I'd like to say that having a sn child has made me more patient... but no, probably not. I try but the sleep deprivation, the constant tantrums and the constant daily battles make the patience wear thin...
BUT It has made me more understanding and more tolerant of others with special needs. I no longer judge- parents or children (or wonder what their parents did "wrong") and like the other day when I saw a group of down syndrome children I wnated to give them a hug, and their parents- not walk in the opposite direction.
I no longer expect perfection, I appreciate what I have.
I no longer compare with other chidren, I celebrate each milestone with cheers and tears, regardless of how small it is.
I CARE much more now about what other people have to deal with and I desperately want to help in any way I can- because I know how hard it is.
It takes much more to get me to react now- with my first dd I had a break down because I was told she had a lisp:rolleyes: now i think it would take a heart defect to get the same reaction and possibly not even then.
I now know just how common it is to have special needs children- they are everywhere, every day- I just didn't notice them before and if i did I probably ignored them.:o I'm not saying I was ever a heartless person It just never had the same effect on me that it does now.
i sometimes find that all I speak about is autism and I have to make myself stop and talk about other things. that's the hard part- it can consume your world. unfortunately I can also find it hard to swith off my "autism filter" in that behaviours that I ordinarily would ahve thought nothing of, I find myself thinking "hmmmmm... is it autism?" (In my kids or somebody elses.)
I guess overall I am more knowlegeable and I have a wisdom and maturity that perhaps i lacked before. I also have a desperate drive to educate others so that thye know my son is not a "retard" or stupid- it's a sad misconception and one thta our society could do without.
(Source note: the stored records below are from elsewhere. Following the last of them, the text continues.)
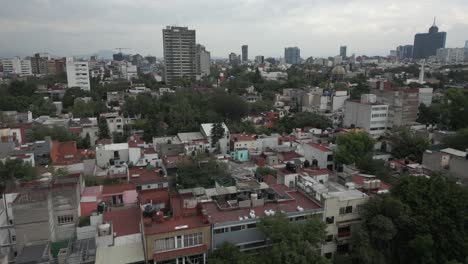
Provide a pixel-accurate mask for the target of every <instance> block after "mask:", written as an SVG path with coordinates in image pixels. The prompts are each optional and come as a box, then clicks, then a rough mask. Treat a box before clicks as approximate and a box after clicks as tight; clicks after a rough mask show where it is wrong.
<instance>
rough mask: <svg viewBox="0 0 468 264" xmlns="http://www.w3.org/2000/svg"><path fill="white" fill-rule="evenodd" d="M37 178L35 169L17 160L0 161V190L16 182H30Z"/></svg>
mask: <svg viewBox="0 0 468 264" xmlns="http://www.w3.org/2000/svg"><path fill="white" fill-rule="evenodd" d="M37 176H38V173H37V171H36V168H34V167H32V166H31V164H29V163H26V162H23V161H22V160H19V159H6V160H5V161H0V188H2V189H4V188H5V187H6V186H8V184H14V182H15V181H16V180H21V181H31V180H33V179H35V178H36V177H37Z"/></svg>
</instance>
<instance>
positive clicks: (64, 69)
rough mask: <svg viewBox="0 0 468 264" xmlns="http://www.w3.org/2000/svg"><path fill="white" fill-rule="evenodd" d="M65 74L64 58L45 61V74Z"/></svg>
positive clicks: (53, 59) (64, 62)
mask: <svg viewBox="0 0 468 264" xmlns="http://www.w3.org/2000/svg"><path fill="white" fill-rule="evenodd" d="M63 72H65V58H63V59H52V60H48V61H47V74H49V75H57V74H61V73H63Z"/></svg>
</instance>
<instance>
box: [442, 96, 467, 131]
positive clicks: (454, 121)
mask: <svg viewBox="0 0 468 264" xmlns="http://www.w3.org/2000/svg"><path fill="white" fill-rule="evenodd" d="M467 105H468V91H467V90H463V89H448V90H447V91H446V92H445V94H444V97H443V98H442V102H441V107H442V117H441V120H443V121H444V122H445V123H446V124H447V125H448V126H449V127H450V128H451V129H454V130H458V129H462V128H465V127H468V107H466V106H467Z"/></svg>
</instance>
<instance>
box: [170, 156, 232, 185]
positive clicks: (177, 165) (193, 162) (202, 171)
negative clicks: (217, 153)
mask: <svg viewBox="0 0 468 264" xmlns="http://www.w3.org/2000/svg"><path fill="white" fill-rule="evenodd" d="M228 175H229V174H228V172H227V170H226V166H225V164H221V163H218V162H217V161H216V160H215V159H214V158H209V159H208V160H199V159H198V158H197V157H195V158H192V159H188V160H184V161H181V162H179V164H177V179H176V182H177V185H178V187H179V188H182V189H186V188H194V187H205V188H208V187H213V186H214V185H215V180H217V179H222V178H223V177H228Z"/></svg>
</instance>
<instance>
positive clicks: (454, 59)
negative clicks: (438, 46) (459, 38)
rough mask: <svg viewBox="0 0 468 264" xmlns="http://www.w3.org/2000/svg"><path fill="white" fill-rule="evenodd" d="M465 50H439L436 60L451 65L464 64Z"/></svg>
mask: <svg viewBox="0 0 468 264" xmlns="http://www.w3.org/2000/svg"><path fill="white" fill-rule="evenodd" d="M465 52H466V50H465V49H464V48H444V49H438V50H437V55H436V58H437V60H438V61H440V62H445V63H450V62H462V61H464V60H465Z"/></svg>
At the end of the day I want to make this world a better place for my son and every other sn child. I guess in that way I can accept that it happened to us for a reason.:)
shelley05
29-10-2008, 07:51
Absolutely it does change you! I cope best when I take on one day at a time and make that day as enjoyable as possible, whereas once my life was looking forward to this and that but not really enjoying the now.
I look at DS doing the simplest of things and just thinking how amazing he is. I never really knew about resilience until I was blessed with him and met others like him. I would go mad with the constant itching, blood tests, hospitalizations, specialist appointments being poked and prodded constantly, medications etc. He is such a happy little boy I just look at him and he gives me strength.
Not only has it changed me it has changed the whole family in the way they think of special needs children and can relate, appreciate and better understand.
I really try to have a positive outlook. At times it is so hard though when you look at your little one and have no control over what is happening and will happen to him. It would be impossible to go through all we go through and not be changed!